PAP: Obchodzimy rocznicę wydarzeń marcowych. Ta historyczna rocznica wzbudziła emocje w związku z zaproszeniem Ireny Lasoty do debaty z Adamem Michnikiem. Jest Pan jednym z prelegentów tej konferencji, a także działaczem Solidarności. Czy może Pan coś powiedzieć o tej sprawie?
- Zanosiło się na to, że 50-lecie Marca będzie robione tak, jak dotychczas, czyli w formie oddania głosu środowisku Adama Michnika. Z kolegami z Solidarności UW postanowiliśmy, że spróbujemy to zmienić, zapraszając do debaty z udziałem Adama Michnika - Irenę Lasotę. Sam widziałem wcześniej Lasotę 8 marca 1968 roku - nie była moją znajomą. Jej nazwisko było po prostu pokazaniem innej osoby, o której już było cicho. Zgłosiliśmy więc Irenę Lasotę na szczeblu UW, jako dyskutantkę do panelu, w którym miał być Adam Michnik, Karol Modzelewski i jeszcze jedna osoba.

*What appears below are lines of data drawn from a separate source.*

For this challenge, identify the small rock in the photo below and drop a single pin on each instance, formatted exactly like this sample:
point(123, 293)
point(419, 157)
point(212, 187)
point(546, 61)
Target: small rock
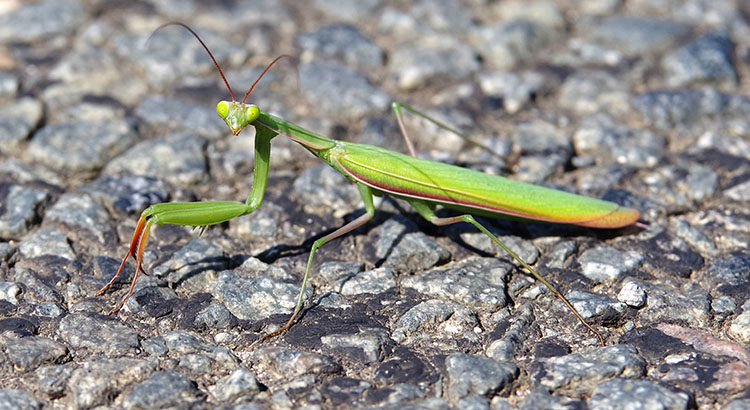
point(631, 294)
point(621, 393)
point(473, 374)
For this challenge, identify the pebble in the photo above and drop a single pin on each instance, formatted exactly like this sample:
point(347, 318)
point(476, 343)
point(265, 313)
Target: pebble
point(707, 59)
point(635, 102)
point(472, 374)
point(343, 43)
point(338, 90)
point(255, 298)
point(17, 121)
point(20, 24)
point(607, 264)
point(615, 393)
point(186, 166)
point(94, 145)
point(164, 388)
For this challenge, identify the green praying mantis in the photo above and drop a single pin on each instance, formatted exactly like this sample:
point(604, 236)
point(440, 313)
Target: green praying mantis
point(377, 171)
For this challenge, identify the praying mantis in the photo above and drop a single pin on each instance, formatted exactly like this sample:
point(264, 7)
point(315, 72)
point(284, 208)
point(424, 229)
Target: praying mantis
point(377, 171)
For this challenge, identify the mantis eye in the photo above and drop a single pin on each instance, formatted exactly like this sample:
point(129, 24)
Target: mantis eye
point(252, 112)
point(222, 108)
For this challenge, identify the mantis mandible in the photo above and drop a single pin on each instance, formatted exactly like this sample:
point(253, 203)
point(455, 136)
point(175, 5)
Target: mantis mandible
point(376, 171)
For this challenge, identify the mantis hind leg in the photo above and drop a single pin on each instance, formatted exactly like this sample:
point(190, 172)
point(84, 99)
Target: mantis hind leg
point(426, 210)
point(366, 193)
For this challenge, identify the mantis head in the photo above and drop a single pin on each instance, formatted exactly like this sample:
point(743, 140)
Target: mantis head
point(237, 115)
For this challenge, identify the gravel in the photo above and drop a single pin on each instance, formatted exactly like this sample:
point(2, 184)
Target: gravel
point(642, 102)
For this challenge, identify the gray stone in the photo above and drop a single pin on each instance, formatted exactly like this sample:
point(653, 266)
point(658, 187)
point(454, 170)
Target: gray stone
point(404, 248)
point(240, 384)
point(631, 294)
point(9, 291)
point(434, 317)
point(607, 264)
point(29, 353)
point(17, 120)
point(370, 342)
point(186, 165)
point(167, 114)
point(691, 110)
point(431, 59)
point(255, 298)
point(20, 209)
point(337, 90)
point(442, 15)
point(516, 90)
point(506, 347)
point(95, 382)
point(600, 137)
point(670, 301)
point(476, 375)
point(507, 44)
point(94, 145)
point(621, 393)
point(97, 334)
point(324, 188)
point(341, 42)
point(739, 328)
point(637, 36)
point(739, 192)
point(590, 305)
point(373, 281)
point(475, 282)
point(18, 399)
point(194, 266)
point(9, 85)
point(22, 24)
point(86, 219)
point(46, 241)
point(287, 364)
point(191, 350)
point(707, 59)
point(129, 194)
point(584, 370)
point(163, 389)
point(347, 10)
point(52, 380)
point(214, 316)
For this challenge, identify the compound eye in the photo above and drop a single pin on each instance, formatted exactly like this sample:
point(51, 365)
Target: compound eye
point(222, 108)
point(252, 112)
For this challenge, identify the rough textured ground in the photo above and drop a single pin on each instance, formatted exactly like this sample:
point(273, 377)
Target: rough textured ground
point(642, 102)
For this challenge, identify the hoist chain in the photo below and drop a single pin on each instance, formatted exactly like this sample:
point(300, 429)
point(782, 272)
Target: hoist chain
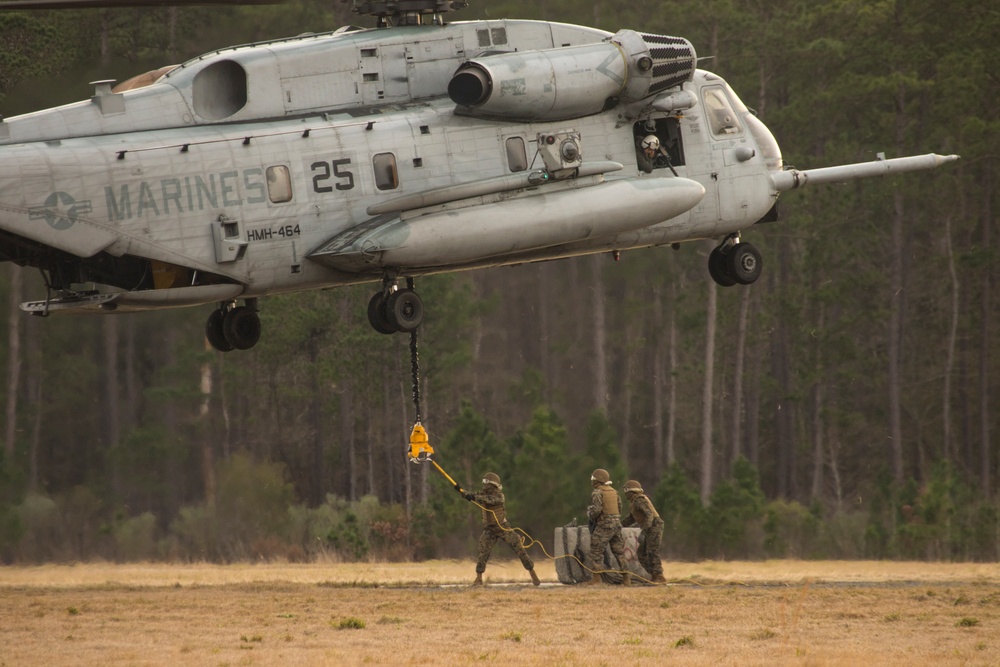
point(414, 363)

Potem odnaleźliśmy jej publicystykę. Jej teksty z ostatnich lat krytykują Michnika, są jednak tekstami publicystycznymi, nie są napastliwe. Krytyka ta dotyczy właśnie zawłaszczenia Marca przez środowisko Michnika czy np. jego niezwykłą obronę Kiszczaka i Jaruzelskiego. Rektor poinformował nas, że do organizowania panelu upoważnił dr hab. Błażeja Brzostka. Ten przez prawie miesiąc nie miał możliwości uzyskania odpowiedzi od Adama Michnika i jego otoczenia. Karol Modzelewski powiedział nam, że namawiał Michnika, by ten spotkał się z Lasotą jako uczestniczką tamtych wydarzeń. W połowie stycznia dr hab. Brzostek odpowiedział, że jego rozmówcy nie widzą możliwości udziału Ireny Lasoty w Panelu na UW i został upoważniony do poinformowania nas, że Adam Michnik nie weźmie udziału w takim panelu. W związku z tym dr hab. Brzostek oznajmił nam, że nie zaprosi Ireny Lasoty. Fakt, iż Irena Lasota została ostatecznie zaproszona i będzie prelegentem innego panelu jest zapewne zasługą Solidarności UW i premiera Mateusza Morawieckiego, który dowiedziawszy się o tych problemach z prasy, osobiście zaprosił bohaterkę wydarzeń Marca 1968 roku. Dziś trzeba dodać, że Irena określiła to jako burzę w szklance wody, bez żadnego znaczenia. Napisała na Facebooku, że 2 dni temu dostała też zaproszenie od rektora UW i uważa sprawę za zamkniętą.